Is Kenya aiming to encourage an end to roaming charges in Africa? If reports from the local press are true, the country’s ICT Cabinet Secretary Joe Mucheru may be hoping to pursue this course.
As Kenya’s Business Daily points out, most Kenyans, like most Africans, prefer buying a local prepaid SIM card to stay connected when travelling abroad because it is much cheaper than opting for international roaming charges.
It quoted Mr Mucheru as saying: “We want a situation where data charges are the same through [an] Africa continental free trade area creating a market of 1.4 billion people to compete globally.”
There is of course already an African Union-backed initiative to remove international roaming rates in voice and data communications via Smart Africa. Smart Africa is an alliance of over 37 heads of state and government. Its aims include affordable access to broadband and using ICT in Africa to establish a knowledge economy.

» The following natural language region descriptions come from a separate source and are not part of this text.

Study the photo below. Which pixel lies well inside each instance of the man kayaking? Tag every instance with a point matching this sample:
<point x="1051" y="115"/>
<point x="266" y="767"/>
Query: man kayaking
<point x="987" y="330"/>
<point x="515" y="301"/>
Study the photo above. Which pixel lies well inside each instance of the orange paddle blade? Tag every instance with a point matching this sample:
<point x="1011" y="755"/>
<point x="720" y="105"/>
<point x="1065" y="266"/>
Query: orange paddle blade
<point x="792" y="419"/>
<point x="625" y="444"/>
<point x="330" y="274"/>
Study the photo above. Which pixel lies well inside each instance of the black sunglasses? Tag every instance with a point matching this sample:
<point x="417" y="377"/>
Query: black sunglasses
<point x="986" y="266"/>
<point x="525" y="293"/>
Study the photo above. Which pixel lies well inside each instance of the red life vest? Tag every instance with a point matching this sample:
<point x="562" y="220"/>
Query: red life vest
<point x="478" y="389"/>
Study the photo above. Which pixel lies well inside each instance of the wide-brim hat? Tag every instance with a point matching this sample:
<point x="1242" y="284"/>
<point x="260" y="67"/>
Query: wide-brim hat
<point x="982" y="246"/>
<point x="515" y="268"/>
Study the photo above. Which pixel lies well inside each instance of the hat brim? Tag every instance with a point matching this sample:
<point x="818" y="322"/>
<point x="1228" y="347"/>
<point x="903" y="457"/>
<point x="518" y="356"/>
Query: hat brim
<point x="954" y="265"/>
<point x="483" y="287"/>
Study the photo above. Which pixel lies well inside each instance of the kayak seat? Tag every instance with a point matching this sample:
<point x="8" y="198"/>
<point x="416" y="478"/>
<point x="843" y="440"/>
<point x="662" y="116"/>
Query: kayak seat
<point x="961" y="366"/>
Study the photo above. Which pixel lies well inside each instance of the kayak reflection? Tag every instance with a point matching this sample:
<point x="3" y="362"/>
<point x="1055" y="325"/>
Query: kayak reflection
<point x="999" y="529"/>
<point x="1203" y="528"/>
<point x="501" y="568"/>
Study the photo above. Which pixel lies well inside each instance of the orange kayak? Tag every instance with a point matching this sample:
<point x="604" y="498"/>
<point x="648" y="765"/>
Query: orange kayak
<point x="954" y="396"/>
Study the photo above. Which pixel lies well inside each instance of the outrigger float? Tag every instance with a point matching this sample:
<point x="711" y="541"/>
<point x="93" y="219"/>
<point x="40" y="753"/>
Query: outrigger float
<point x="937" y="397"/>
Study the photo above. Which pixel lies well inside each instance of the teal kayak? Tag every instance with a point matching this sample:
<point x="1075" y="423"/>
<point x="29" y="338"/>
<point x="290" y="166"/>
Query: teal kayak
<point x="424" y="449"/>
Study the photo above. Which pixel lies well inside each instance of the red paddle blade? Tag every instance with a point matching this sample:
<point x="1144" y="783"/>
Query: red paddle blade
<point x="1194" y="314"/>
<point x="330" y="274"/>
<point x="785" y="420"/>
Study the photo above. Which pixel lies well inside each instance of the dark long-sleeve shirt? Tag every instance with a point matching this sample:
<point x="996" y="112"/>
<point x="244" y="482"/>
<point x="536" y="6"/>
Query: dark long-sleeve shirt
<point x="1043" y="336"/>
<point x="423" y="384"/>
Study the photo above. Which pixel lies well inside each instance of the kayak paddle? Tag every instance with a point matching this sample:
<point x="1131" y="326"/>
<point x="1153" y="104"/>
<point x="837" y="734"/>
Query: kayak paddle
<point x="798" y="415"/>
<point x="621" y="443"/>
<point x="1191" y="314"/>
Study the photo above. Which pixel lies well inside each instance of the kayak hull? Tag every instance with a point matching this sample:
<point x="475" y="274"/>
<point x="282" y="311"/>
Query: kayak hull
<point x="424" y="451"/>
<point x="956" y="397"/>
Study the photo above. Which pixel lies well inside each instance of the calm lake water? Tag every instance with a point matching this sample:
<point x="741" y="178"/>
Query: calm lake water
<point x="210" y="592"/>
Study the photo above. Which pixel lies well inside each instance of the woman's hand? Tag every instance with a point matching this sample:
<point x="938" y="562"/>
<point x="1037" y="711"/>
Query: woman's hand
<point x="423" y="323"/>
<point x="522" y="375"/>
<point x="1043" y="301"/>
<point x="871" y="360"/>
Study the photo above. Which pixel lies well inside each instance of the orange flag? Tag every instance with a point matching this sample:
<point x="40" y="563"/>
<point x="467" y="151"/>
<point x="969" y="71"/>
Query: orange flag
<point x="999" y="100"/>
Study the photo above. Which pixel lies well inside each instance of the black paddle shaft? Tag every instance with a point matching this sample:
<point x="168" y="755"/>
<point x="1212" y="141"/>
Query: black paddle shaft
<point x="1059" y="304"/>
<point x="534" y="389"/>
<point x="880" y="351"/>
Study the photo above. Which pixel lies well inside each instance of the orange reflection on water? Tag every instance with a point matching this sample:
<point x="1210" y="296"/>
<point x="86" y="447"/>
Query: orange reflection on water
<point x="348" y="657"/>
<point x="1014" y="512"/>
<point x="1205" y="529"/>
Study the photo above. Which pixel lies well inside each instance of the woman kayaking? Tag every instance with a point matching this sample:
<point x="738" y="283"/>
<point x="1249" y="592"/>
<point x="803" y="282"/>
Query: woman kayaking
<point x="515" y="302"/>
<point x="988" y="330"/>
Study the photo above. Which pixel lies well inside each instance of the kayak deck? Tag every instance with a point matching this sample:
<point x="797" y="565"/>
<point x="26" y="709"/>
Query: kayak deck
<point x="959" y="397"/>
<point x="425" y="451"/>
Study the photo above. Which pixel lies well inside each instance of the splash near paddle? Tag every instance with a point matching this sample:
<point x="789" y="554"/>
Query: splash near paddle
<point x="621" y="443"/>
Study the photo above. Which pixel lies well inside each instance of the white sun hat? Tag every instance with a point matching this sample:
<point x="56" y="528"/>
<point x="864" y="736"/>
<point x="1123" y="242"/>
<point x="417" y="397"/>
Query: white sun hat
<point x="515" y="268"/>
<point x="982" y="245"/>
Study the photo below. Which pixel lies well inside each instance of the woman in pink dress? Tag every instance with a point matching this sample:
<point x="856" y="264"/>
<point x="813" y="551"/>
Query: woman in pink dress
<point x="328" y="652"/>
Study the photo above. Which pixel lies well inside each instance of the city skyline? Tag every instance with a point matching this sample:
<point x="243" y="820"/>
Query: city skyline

The goal of the alliance is also to develop a digital single market on the African continent by 2030. It is seeking to abolish mobile roaming charges across the continent within eight years and to require operators to treat all internet traffic equally.
There’s no doubt that consumers and businesses like the idea of cheap roaming, especially at a time when the costs of calls to a number of African countries are going up, as are the costs of basic commodities like food, electricity and fuel.
So far, however, Mr Mucheru has not provide details of any concrete moves towards pan-African scrapping of roaming charges.